Casper rubbed her temple. “What?”
“She survived this long. Some people don’t like quitting halfway through.”
Casper narrowed her eyes to slits. She couldn’t be serious.
“No!” The hiker spit-up water down her front. “I can’t go back. Look, it’s dark.”
They studied her. The woman’s entire front was wet, straight black hair plastered to her cheeks and chest heaving.
“Easy now,” her mom put out a hand. “We won’t force you. I understand these parts. We can take you wherever your party is or down the road to the sheriff–”
The woman shook her head vigorously. Her pupils seemed to pulse, and she spoke in rapid gulps, “Not back. Not down that way. They’ll come from there.”
“Okay.” Casper put her hands up like calming a spooked animal. “We don’t have to go anywhere just yet. You can rest here, you’ll be safe.”
“No!” The hiker gnashed her teeth and the alertness returned to her gaze. She glanced around, faltering upright and falling back down again. “Where are we?”
“You’re near Hand Bone’s peak. Off the main road,” her mother said slowly.
“Do you know how you got here?” Casper added at the same moment. This might be a worse case than she thought.
“How late is it?” the woman’s chest started rising and falling rapidly. “How big is the moon . . .?”
Casper and her mom shared a look. Her mom recovered first.
“Want some more water, dear?”
The woman pressed her palms to the floor and lifted herself up in a painful lurch. Casper put a hand on her shoulder.
“You’re not well,” she murmured. The woman’s shoulder was chilled and shaking under her touch. “Can I get some more water? A blanket?” Casper ran through her mental list: blanket, first aid kit, maybe some bread, a call down the mountain.
Then packing the house. Somehow.
Her mother gasped and Casper wanted to shout, “what now?!” The woman had wrenched the sleeve of her jacket up. Her arm was covered in purpling bruises.
“Casper!”
“I’m on it.” Casper fumbled for the first aid kit her mom dragged out. The hiker went very still.
“It’s quiet,” she said, eyes roving over the room and body taut. Casper remembered the hand behind her collar. “Where is your cat?”
Shock looks different on everyone.
Casper held herself motionless, mirroring the young woman. “What’s your name?”
The hiker’s eyes narrowed. She growled, “Who are you? Whose house is this?”
“Easy now,” her mom repeated. “It’s mine. You’re not feeling very well right now. Would you like some aspirin? We’re going to call someone to help you feel better.”
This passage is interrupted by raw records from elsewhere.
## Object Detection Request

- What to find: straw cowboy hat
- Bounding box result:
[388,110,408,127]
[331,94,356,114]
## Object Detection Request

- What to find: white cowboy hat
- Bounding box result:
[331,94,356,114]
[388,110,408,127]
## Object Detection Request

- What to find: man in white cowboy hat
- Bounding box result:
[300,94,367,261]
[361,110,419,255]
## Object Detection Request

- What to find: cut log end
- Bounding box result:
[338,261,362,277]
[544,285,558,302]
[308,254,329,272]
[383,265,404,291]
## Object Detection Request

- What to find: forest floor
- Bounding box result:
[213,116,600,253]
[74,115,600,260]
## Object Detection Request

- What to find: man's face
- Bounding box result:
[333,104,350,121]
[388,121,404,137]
The woman's forehead was slick with sweat. She itched at her arm and Casper forced down bile. The odd bruises covered her forearm like an abstract painting, purples and yellows molting together.
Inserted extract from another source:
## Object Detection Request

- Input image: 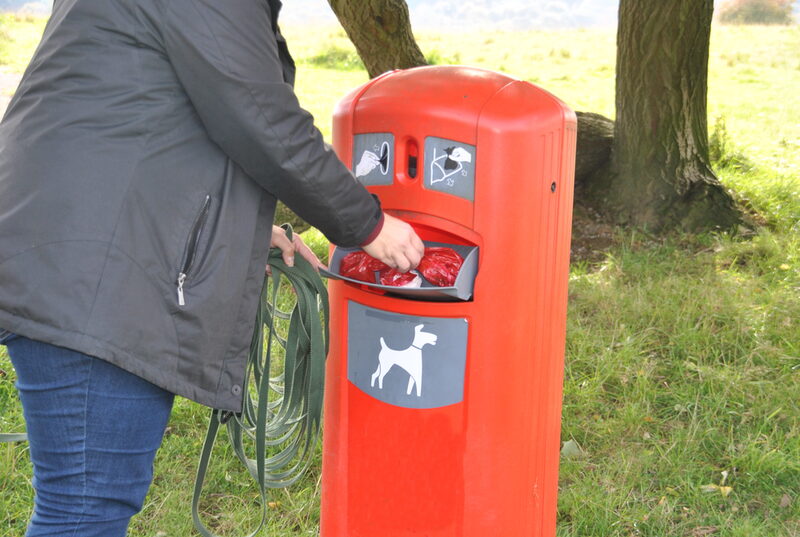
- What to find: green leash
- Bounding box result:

Casper tore her eyes away and took deep even breaths. The moon was enormous through the window, a perfect yellow disc through the trees.
The hiker’s breath came in rapid bursts and Casper forced herself to grab her shoulder again and ease back down.
“My name is Casper Lake. Do you know what year it is?” Casper asked clumsily. “Do you know your name?”
“My name is Maya,” she said through gritted teeth, lips bleeding sluggishly. “And I am trying to get out of here.”
“We’ll try and help y—”
Maya jerked forward to her hands and knees all at once. Casper put a hand on her back and then recoiled, falling to the floor and paling. Clear water poured from the woman’s open mouth as she puked an endless stream on the floor.